La Cour, saisie par la Commission sur les conditions de passation de ces marchés, constate que la république d'Autriche a manqué à ses obligations au regard des directives communautaires concernées ainsi qu'au principe communautaire de la libre circulation des marchandises dans le cadre de la construction à Sankt Pölten du nouveau centre administratif et culturel pour le Land de Basse-Autriche. La Cour précise que les marchés concernés par le recours de la Commission sont les marchés qui, à la date que la Commission avait fixé à la république d'Autriche dans sons avis motivé pour s'y conformer, n'avaient pas encore été excécutés ou étaient susceptibles de faire, dans la mesure du possible, l'objet d'une annulation.
La Cour écarte les objections formulées par la république d'Autriche quant à l'applicabilité des directives mentionnées. Selon la Cour, la NÖPLAN est un pouvoir adjudicateur au sens de la directive correspondante, et, comme le gouvernement autrichien l'admet lui-même, le Land contrôle et finance toutes les activités dans le cadre de la construction du centre administratif. Dans ces conditions, la NÖPLAN était tenue de respecter les dispositions communautaires en matière de passation de marchés, indépendamment de l'éventuelle possibilité des opérateurs concernés d'invoquer à son égard celles de ces dispositions qui ont un effet direct. Par ailleurs, les dispositions communautaires en matière de passation des marchés publics seraient privées de leur effet utile si le comportement d'un pouvoir adjudicateur, tel que la NÖPLAN, n'était pas imputable à l'État membre concerné: la république d'Autriche peut donc être tenue pour responsable du comportement de la NÖPLAN.
Le gouvernement autrichien n'a pas contesté le bien-fondé des infractions qui lui sont reprochées. La Commission a rappelé que, dès son adhésion à l'Union européenne, le 1er janvier 1995, la république d'Autriche était tenue de respecter la réglementation communautaire, dont font partie les directives relatives à la passation de marchés publics. Or, la NÖPLAN n'a respecté ni les règles de publicité ni un certain délai minimum de réception des offres. La NÖPLAN n'a pas non plus respecté l'obligation d'information à l'égard des soumissionnaires écartés. Il n'a été tenu compte ni des critères de sélection qualitative, tels que les motifs d'exclusion, lorsqu'il s'agissait d'établir si une entreprise remplissait les conditions nécessaires pour pouvoir participer à l'appel d'offres, ni des critères d'attribution du marché. Enfin, la NÖPLAN a, au moins pour la procédure de passation relative au système centralisé de gestion du centre administratif de Sankt Pölten, enfreint également le droit communautaire: elle a fait figurer dans les documents relatifs à l'appel d'offres une spécification déterminée concernant le système d'exploitation destiné au centre de contrôle des bâtiments pour favoriser les «produits Unix».

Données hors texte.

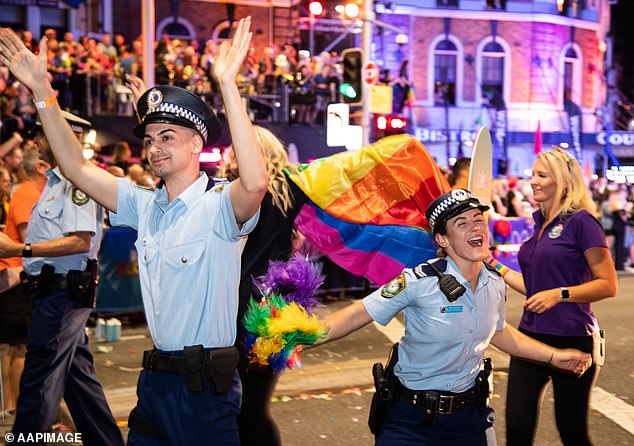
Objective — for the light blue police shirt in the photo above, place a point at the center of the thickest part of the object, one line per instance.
(444, 342)
(61, 210)
(189, 261)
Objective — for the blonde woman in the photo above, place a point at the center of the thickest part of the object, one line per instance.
(565, 266)
(270, 240)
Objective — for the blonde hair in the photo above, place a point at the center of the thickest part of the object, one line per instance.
(276, 161)
(569, 182)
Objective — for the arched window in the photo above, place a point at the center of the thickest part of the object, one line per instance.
(445, 73)
(492, 71)
(571, 73)
(175, 29)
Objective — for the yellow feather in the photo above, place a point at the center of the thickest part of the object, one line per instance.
(293, 318)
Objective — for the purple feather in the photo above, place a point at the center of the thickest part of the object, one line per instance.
(296, 280)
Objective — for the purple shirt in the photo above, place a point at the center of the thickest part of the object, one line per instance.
(557, 260)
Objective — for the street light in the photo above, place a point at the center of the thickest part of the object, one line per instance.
(316, 9)
(351, 10)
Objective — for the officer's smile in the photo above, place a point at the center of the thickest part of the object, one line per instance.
(476, 241)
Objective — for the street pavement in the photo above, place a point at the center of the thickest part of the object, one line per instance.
(326, 401)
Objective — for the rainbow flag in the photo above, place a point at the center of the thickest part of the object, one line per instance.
(367, 210)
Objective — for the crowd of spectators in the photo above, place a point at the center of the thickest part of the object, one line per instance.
(89, 75)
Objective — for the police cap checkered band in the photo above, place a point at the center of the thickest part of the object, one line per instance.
(449, 205)
(168, 104)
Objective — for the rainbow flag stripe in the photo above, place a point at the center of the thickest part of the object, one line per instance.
(377, 252)
(388, 183)
(367, 210)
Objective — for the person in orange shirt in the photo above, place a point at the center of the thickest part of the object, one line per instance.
(15, 303)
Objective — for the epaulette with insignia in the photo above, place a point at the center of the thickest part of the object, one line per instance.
(425, 270)
(393, 287)
(79, 197)
(492, 269)
(141, 186)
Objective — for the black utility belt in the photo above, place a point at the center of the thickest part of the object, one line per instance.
(215, 366)
(56, 281)
(435, 402)
(80, 285)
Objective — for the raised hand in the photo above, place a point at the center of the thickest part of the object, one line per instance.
(25, 66)
(137, 86)
(229, 56)
(7, 246)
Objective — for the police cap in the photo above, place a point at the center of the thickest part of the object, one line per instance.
(450, 205)
(176, 105)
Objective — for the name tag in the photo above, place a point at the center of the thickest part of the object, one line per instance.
(451, 309)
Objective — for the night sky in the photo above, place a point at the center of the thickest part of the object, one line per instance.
(623, 31)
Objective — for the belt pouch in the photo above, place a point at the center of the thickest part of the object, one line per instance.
(222, 368)
(430, 408)
(82, 285)
(192, 357)
(45, 281)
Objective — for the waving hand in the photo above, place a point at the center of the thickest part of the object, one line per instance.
(25, 66)
(229, 56)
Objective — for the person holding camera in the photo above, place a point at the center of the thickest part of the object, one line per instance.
(435, 389)
(59, 254)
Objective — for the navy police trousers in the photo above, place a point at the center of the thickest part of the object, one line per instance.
(403, 426)
(172, 415)
(59, 364)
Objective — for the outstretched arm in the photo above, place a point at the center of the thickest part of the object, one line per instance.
(31, 71)
(10, 144)
(343, 322)
(515, 343)
(248, 190)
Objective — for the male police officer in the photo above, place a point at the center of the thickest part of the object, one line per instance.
(59, 260)
(454, 307)
(189, 243)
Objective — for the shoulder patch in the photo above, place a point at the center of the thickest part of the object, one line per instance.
(425, 269)
(79, 197)
(143, 187)
(393, 287)
(492, 269)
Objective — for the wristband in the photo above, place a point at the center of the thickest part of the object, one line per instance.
(45, 103)
(27, 251)
(503, 270)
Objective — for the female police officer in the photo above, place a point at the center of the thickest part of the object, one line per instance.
(189, 245)
(448, 325)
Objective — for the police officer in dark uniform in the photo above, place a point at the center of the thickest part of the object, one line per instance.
(435, 392)
(60, 272)
(191, 234)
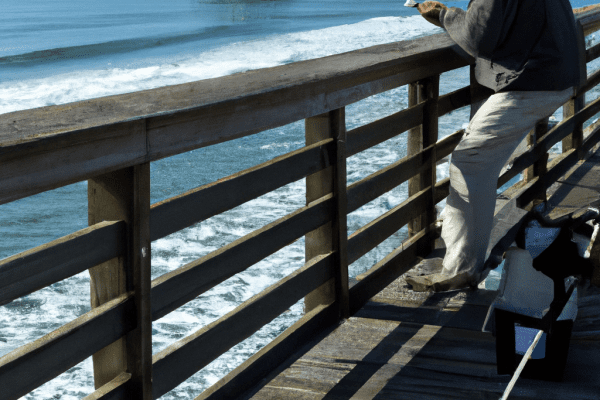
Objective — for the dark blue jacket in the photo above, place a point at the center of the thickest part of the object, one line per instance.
(519, 44)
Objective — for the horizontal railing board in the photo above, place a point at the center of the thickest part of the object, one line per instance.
(363, 137)
(63, 144)
(589, 18)
(187, 356)
(177, 287)
(291, 343)
(35, 363)
(546, 142)
(52, 262)
(454, 100)
(370, 235)
(117, 389)
(49, 162)
(384, 180)
(196, 205)
(396, 263)
(592, 81)
(181, 118)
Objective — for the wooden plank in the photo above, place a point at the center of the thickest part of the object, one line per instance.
(414, 145)
(139, 341)
(79, 140)
(340, 214)
(35, 363)
(117, 389)
(446, 146)
(198, 204)
(279, 351)
(83, 139)
(44, 265)
(593, 79)
(430, 91)
(321, 240)
(177, 287)
(546, 142)
(389, 268)
(454, 100)
(125, 195)
(47, 162)
(366, 136)
(589, 17)
(592, 53)
(376, 231)
(384, 180)
(574, 105)
(184, 358)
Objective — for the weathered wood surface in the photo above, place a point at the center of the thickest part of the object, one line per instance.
(113, 132)
(44, 265)
(198, 204)
(405, 345)
(174, 289)
(184, 358)
(117, 389)
(29, 366)
(282, 351)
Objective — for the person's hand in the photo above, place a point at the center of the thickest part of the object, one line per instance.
(430, 10)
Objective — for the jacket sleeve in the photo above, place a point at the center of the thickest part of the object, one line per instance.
(477, 30)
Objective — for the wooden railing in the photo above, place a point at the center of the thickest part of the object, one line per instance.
(111, 141)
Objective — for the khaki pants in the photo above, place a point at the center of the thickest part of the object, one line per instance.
(492, 136)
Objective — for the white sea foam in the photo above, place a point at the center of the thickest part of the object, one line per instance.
(236, 57)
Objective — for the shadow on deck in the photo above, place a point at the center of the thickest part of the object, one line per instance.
(406, 345)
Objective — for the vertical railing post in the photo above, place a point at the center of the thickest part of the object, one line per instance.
(413, 146)
(539, 168)
(422, 137)
(576, 104)
(125, 195)
(332, 236)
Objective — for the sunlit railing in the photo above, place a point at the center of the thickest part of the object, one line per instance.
(111, 141)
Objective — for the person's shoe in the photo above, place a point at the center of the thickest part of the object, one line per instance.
(440, 283)
(420, 283)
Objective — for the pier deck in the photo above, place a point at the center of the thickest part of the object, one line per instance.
(406, 345)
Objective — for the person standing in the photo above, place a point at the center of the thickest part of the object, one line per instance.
(528, 53)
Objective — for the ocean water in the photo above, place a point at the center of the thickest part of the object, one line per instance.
(55, 52)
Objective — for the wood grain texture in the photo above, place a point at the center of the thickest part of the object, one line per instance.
(370, 235)
(177, 287)
(384, 180)
(35, 363)
(44, 265)
(379, 131)
(288, 346)
(198, 204)
(184, 358)
(117, 389)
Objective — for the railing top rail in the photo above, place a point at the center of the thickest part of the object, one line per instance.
(49, 147)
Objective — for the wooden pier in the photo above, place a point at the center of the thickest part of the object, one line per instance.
(365, 339)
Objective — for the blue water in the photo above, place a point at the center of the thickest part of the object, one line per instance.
(55, 52)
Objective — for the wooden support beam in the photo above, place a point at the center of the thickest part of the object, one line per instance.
(426, 91)
(331, 236)
(125, 195)
(576, 104)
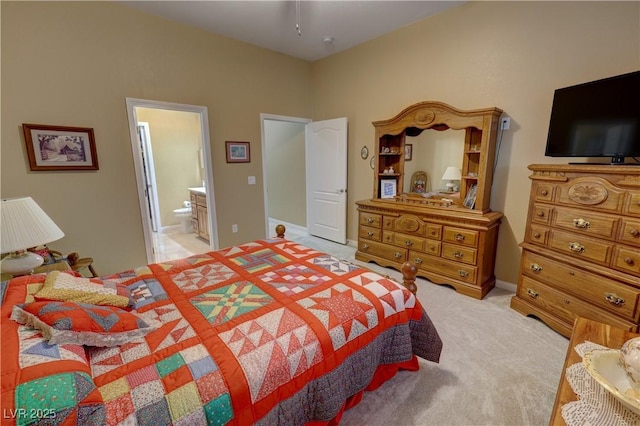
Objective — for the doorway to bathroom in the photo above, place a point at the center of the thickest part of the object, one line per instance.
(171, 153)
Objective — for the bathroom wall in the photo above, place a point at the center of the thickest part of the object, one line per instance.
(176, 143)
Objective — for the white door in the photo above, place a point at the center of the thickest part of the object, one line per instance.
(149, 175)
(326, 165)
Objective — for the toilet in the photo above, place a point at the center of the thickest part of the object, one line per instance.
(184, 216)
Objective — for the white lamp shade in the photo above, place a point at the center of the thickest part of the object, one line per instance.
(452, 173)
(24, 225)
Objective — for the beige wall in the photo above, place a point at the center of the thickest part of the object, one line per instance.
(511, 55)
(286, 171)
(176, 144)
(74, 63)
(78, 72)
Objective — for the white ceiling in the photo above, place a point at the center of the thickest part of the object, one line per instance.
(272, 23)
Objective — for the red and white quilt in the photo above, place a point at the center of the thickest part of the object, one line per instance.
(268, 332)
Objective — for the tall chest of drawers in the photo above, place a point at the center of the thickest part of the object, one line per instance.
(450, 247)
(581, 251)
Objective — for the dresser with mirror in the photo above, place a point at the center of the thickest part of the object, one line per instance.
(448, 231)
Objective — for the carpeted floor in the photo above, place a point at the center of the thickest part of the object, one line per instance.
(497, 367)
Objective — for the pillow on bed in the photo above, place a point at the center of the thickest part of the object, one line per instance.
(83, 324)
(64, 287)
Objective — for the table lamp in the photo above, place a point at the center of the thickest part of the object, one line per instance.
(451, 174)
(24, 225)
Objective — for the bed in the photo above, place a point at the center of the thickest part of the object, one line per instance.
(267, 332)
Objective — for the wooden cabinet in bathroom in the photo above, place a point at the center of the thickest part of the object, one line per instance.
(199, 215)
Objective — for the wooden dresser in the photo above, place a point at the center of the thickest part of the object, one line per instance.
(451, 238)
(581, 252)
(448, 246)
(199, 216)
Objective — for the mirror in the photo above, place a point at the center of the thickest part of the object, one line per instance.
(433, 152)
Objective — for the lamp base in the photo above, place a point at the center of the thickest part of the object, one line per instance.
(20, 263)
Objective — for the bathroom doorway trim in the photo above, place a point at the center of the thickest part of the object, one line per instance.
(132, 104)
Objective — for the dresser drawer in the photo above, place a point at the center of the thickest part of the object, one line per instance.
(408, 241)
(370, 233)
(387, 222)
(459, 253)
(586, 222)
(409, 224)
(541, 214)
(456, 270)
(627, 260)
(591, 192)
(434, 231)
(543, 191)
(633, 205)
(601, 291)
(370, 219)
(538, 234)
(581, 247)
(630, 232)
(373, 248)
(564, 306)
(465, 237)
(432, 247)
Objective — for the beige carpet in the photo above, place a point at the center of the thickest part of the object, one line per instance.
(497, 367)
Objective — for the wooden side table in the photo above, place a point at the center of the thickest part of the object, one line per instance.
(583, 330)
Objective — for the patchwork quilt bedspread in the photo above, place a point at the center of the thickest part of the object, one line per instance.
(268, 332)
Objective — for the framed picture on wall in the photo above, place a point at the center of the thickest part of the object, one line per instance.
(51, 148)
(388, 188)
(238, 152)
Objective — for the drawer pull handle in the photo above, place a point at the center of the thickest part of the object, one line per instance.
(614, 299)
(581, 223)
(578, 248)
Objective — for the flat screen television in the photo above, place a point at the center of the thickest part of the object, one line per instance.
(597, 119)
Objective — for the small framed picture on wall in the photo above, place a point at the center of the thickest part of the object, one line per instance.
(238, 152)
(388, 188)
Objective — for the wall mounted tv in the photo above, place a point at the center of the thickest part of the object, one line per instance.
(597, 119)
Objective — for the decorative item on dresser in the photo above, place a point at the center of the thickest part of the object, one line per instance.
(450, 243)
(581, 253)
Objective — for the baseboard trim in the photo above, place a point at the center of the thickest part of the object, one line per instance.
(506, 285)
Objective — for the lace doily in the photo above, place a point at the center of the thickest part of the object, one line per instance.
(595, 405)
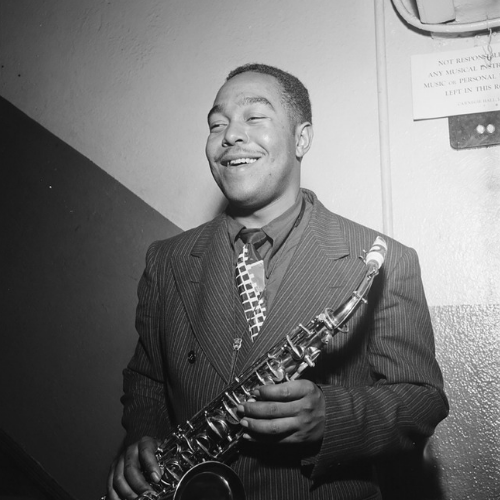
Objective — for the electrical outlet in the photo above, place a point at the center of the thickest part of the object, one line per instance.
(476, 130)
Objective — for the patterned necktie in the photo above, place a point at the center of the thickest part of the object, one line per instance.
(250, 278)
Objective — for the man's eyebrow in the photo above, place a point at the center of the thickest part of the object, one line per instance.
(245, 101)
(255, 100)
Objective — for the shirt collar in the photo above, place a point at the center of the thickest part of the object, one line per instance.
(277, 230)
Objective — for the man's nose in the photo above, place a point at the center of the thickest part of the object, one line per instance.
(235, 132)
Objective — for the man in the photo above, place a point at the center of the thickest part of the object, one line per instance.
(375, 391)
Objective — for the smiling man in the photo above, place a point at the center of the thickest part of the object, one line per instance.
(201, 320)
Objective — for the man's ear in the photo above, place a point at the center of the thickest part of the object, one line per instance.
(303, 138)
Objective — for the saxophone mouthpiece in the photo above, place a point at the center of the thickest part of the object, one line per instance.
(376, 255)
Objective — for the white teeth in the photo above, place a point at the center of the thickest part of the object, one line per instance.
(242, 161)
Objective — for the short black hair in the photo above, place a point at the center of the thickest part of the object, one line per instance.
(295, 96)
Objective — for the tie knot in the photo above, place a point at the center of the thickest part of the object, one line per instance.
(256, 237)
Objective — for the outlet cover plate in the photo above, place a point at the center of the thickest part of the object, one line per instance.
(475, 130)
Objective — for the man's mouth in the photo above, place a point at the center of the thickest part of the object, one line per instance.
(238, 161)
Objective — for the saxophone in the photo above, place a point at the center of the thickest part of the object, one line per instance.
(193, 459)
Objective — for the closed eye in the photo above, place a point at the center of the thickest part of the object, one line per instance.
(216, 126)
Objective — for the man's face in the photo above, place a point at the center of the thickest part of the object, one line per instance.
(251, 147)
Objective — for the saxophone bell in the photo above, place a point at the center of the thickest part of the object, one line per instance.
(210, 481)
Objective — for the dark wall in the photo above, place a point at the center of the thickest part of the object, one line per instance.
(73, 247)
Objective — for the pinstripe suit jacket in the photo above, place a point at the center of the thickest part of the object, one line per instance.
(382, 385)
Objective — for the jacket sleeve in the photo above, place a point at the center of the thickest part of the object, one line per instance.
(405, 400)
(144, 401)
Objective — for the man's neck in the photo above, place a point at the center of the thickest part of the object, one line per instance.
(263, 216)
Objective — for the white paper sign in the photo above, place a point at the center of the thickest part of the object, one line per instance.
(456, 83)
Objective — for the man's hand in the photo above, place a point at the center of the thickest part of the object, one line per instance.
(126, 476)
(292, 412)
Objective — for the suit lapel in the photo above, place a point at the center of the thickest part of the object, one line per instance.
(208, 294)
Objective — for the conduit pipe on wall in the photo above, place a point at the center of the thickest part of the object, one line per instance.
(413, 20)
(383, 119)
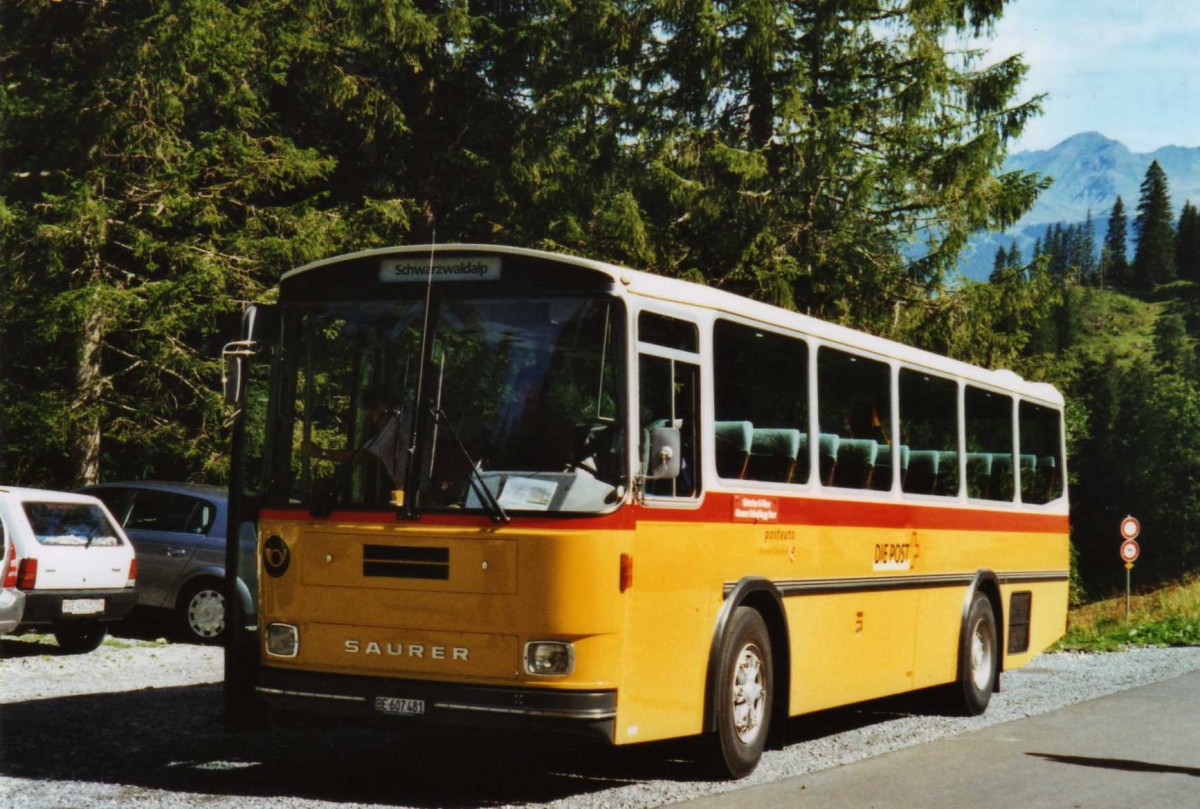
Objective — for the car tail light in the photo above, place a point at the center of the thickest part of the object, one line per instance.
(10, 567)
(27, 575)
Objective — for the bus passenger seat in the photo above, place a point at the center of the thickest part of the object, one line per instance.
(922, 477)
(979, 474)
(732, 444)
(947, 474)
(773, 454)
(856, 462)
(827, 457)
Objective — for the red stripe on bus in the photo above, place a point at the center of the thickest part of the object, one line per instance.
(718, 508)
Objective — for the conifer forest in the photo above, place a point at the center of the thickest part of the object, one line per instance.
(162, 162)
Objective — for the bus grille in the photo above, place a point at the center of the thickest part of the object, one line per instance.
(397, 562)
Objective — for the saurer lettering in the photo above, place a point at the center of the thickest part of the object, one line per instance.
(418, 651)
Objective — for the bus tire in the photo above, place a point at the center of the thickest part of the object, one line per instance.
(744, 695)
(981, 659)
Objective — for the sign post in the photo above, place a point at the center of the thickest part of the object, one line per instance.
(1129, 551)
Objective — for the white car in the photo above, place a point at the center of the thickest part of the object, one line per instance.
(70, 561)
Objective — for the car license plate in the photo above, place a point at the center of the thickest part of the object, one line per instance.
(399, 706)
(82, 606)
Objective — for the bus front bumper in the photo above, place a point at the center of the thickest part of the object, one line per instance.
(397, 702)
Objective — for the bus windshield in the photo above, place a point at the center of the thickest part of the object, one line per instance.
(521, 396)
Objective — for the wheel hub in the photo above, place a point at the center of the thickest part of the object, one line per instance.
(749, 693)
(205, 613)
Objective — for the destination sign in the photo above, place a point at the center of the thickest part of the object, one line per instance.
(419, 270)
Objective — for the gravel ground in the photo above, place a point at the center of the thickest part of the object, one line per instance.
(138, 723)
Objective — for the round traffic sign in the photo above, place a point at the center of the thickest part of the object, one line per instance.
(1129, 551)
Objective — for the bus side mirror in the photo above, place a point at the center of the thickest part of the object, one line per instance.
(257, 322)
(231, 375)
(664, 460)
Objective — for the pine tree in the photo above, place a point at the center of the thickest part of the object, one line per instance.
(1187, 243)
(1155, 258)
(1087, 250)
(793, 148)
(1013, 261)
(148, 191)
(1117, 270)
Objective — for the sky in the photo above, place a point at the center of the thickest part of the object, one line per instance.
(1127, 69)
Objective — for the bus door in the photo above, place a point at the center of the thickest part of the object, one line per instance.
(669, 624)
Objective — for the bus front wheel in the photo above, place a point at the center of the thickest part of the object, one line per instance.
(745, 689)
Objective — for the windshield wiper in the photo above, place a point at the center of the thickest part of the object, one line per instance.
(477, 478)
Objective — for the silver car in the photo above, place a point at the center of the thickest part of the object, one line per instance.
(179, 533)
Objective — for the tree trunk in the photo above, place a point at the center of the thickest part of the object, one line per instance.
(89, 381)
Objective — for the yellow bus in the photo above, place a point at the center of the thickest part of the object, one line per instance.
(509, 487)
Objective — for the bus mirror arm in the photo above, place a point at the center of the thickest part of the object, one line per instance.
(233, 365)
(475, 477)
(255, 319)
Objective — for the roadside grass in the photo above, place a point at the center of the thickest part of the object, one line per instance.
(1169, 616)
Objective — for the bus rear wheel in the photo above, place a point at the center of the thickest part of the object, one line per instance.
(81, 639)
(744, 695)
(981, 657)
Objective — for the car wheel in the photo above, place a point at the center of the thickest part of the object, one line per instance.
(81, 639)
(202, 612)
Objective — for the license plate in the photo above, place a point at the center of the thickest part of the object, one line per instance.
(82, 606)
(399, 706)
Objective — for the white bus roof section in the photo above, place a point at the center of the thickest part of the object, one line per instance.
(673, 291)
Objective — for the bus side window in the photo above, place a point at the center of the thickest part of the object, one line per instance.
(1041, 438)
(929, 431)
(670, 396)
(855, 406)
(762, 405)
(989, 445)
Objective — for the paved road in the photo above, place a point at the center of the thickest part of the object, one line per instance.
(1134, 749)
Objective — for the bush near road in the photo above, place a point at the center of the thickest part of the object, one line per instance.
(1169, 616)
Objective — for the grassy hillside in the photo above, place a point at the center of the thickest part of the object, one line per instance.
(1111, 321)
(1169, 616)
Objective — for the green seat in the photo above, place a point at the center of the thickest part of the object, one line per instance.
(856, 462)
(979, 474)
(947, 474)
(827, 457)
(773, 454)
(732, 448)
(922, 478)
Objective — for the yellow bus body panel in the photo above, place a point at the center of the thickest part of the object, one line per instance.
(869, 611)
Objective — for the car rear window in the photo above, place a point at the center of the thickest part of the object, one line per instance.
(154, 510)
(71, 523)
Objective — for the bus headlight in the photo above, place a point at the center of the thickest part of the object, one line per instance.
(550, 658)
(282, 640)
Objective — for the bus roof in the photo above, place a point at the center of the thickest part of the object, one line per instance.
(649, 286)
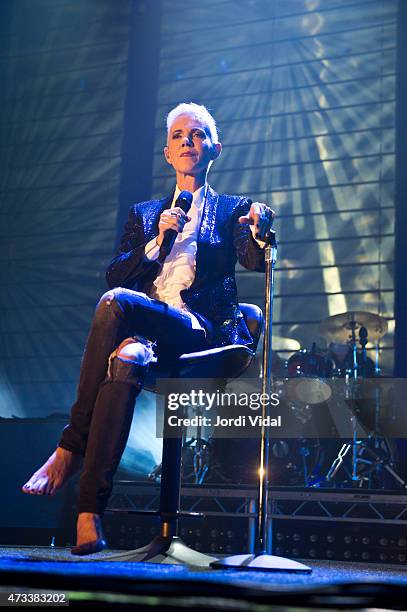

La Commission reproche également à la république d'Autriche d'avoir enfreint ses obligations découlant du principe communautaire de libre circulation des marchandises. L'introduction de la spécification technique favorisant les «produits Unix» implique, selon la Cour, une entrave à la libre circulation des marchandises. De même, s'agissant de la préférence que les AAVB ont accordé en présence d'autres offres équivalentes, aux matériaux produits en Basse-Autriche ou aux entreprises qui y ont leur siège. Enfin, les AAVB excluaient, dès le départ et sans conditions, tous les droits que les soumissionnaires pourraient faire valoir dans le cadre d'une procédure de sélection, ce qui était contraire aux principes relatifs à la protection des soumissionnaires.